Her words are a bucket of ice-water over you. She hasn't spoken to you like that since… you hit her the last time she spoke like that to you. The last two times. But she's your wife now and you won't hit her again. You don't break eye contact with her as you watch it dawn on her how far over the line she's stepped. Her normally dazed eyes widen with clarity as you step forwards and she steps backwards into the wall. Her arms shoot up into a protective cross over her face for a fraction of a second before moving sharply down across the bump instead as she waits for you to choose your weapon. You select brutal honesty.
You want to name our daughter after our mother? Do you understand that? A reminder every day of how much they all lied to us. A reminder of why they'd never let us be together. You're comfortable with that?
She was a good mother.
She was a terrible mother. What kind of mother throws away her own son? She lied to you and she lied to me. She lied to everyone. How can you tell yourself that what she did was right?
If she'd kept you, we wouldn't be together now. We wouldn't be married now. And there's nothing I like more than that. To be with you. To be your wife and the mother of your children. I love you, Henry.
A good portion of the rage melts away as you kiss her, one hand at her waist and the other at the back of her neck, tangled in her long hair. She kisses you back fiercely; she needs you as much as you need her. Her lips, her tongue taste as sweet as her voice when she cries your name. It's a wonderful moment between the two of you. The four of you. You could hold her this way for hours.
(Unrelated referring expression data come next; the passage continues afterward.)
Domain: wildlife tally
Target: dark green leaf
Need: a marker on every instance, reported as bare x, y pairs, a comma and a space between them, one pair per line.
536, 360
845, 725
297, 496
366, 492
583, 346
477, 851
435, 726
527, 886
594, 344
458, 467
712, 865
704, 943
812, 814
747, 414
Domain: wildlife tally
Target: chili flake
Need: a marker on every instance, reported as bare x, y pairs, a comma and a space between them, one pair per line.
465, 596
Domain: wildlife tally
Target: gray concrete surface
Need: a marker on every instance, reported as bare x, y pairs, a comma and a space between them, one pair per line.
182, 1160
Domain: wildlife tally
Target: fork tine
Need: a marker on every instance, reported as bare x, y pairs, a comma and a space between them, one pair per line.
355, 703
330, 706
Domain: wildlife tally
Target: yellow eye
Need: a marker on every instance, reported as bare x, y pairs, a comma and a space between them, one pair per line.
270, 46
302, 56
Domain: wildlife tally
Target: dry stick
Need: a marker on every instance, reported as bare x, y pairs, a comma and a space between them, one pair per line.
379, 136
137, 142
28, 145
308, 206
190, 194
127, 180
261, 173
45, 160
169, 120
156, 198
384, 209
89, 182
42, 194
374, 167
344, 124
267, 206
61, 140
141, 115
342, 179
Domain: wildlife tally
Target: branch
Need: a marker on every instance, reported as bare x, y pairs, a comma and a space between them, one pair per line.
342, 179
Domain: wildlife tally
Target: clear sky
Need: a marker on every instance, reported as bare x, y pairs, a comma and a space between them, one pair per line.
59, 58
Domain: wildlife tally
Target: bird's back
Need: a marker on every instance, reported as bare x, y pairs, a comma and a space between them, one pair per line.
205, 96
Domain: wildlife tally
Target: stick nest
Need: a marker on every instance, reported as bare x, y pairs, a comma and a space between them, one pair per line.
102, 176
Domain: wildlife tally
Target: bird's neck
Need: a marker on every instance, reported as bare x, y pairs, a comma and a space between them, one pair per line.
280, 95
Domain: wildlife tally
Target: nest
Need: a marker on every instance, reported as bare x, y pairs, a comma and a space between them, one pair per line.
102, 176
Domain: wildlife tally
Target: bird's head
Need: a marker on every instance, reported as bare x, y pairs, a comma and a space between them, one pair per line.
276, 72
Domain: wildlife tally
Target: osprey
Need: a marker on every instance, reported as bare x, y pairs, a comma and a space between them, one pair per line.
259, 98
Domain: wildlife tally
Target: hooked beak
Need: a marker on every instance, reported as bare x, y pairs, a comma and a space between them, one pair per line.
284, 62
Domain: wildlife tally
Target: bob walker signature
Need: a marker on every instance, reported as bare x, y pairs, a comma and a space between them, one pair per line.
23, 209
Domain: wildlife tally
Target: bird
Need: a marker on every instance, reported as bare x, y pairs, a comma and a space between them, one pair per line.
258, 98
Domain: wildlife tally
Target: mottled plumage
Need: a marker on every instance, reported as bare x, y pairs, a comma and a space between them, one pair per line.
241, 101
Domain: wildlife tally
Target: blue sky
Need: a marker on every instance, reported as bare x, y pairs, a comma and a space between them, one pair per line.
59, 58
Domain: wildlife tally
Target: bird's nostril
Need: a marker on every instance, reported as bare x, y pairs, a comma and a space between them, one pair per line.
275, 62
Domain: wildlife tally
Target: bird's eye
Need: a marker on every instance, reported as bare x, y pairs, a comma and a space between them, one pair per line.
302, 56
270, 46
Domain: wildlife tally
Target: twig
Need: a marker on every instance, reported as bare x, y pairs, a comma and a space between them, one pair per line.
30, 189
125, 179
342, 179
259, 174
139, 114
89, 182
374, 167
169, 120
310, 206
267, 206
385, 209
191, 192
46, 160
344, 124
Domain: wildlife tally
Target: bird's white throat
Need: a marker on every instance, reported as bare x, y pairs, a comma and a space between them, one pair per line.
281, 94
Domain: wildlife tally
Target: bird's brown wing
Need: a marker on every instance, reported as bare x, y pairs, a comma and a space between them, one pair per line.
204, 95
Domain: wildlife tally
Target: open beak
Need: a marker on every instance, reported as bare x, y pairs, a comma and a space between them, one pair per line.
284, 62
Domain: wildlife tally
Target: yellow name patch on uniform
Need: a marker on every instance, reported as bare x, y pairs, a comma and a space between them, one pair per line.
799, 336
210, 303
You don't know how long it is until you break away and look down into her wide eyes.
You really think that?
She nods. Yes. Would – would you have preferred to be … family?
No!
Then forgive her. She loved you, Henry.
But – You pause as you see her trying to get something out. One thing you've learned from living with Abby is that it's ridiculously difficult to compel her to do anything she doesn't want and that her mind works on its own speeds, so you wait for her to stop choking on her words.
Henry… I'm scared. I didn't think this would happen and now it's only going to get harder. I'm – I'm not ready for this. No. I don't know. They're with me all the time. They're inside me so they're always with me. You don't know that. I can't forget that they're there. And I love them but I'm afraid of all this. I just want them to be less scary.
Falling asleep beside her later, one arm under the pillow under her head and the other around her middle, her body is all the warmth you need. You lay one hand on the bump, trying to feel any signs of life, and wonder which will start to kick you first.
Another piece dug out from the half-finished folder. Captivity-verse, set in late January about a month after Gifts.
Edited to add: just re-read this and didn't feel it was sufficiently obvious that Abby is lying her face off to keep Henry happy. She doesn't love him. She's scared of him most of the time and only just beginning to find her feet in standing up to him and behaving as his equal. Henry doesn't realise this and thinks she's genuinely in love with him back, which is why the fic reads a bit oddly.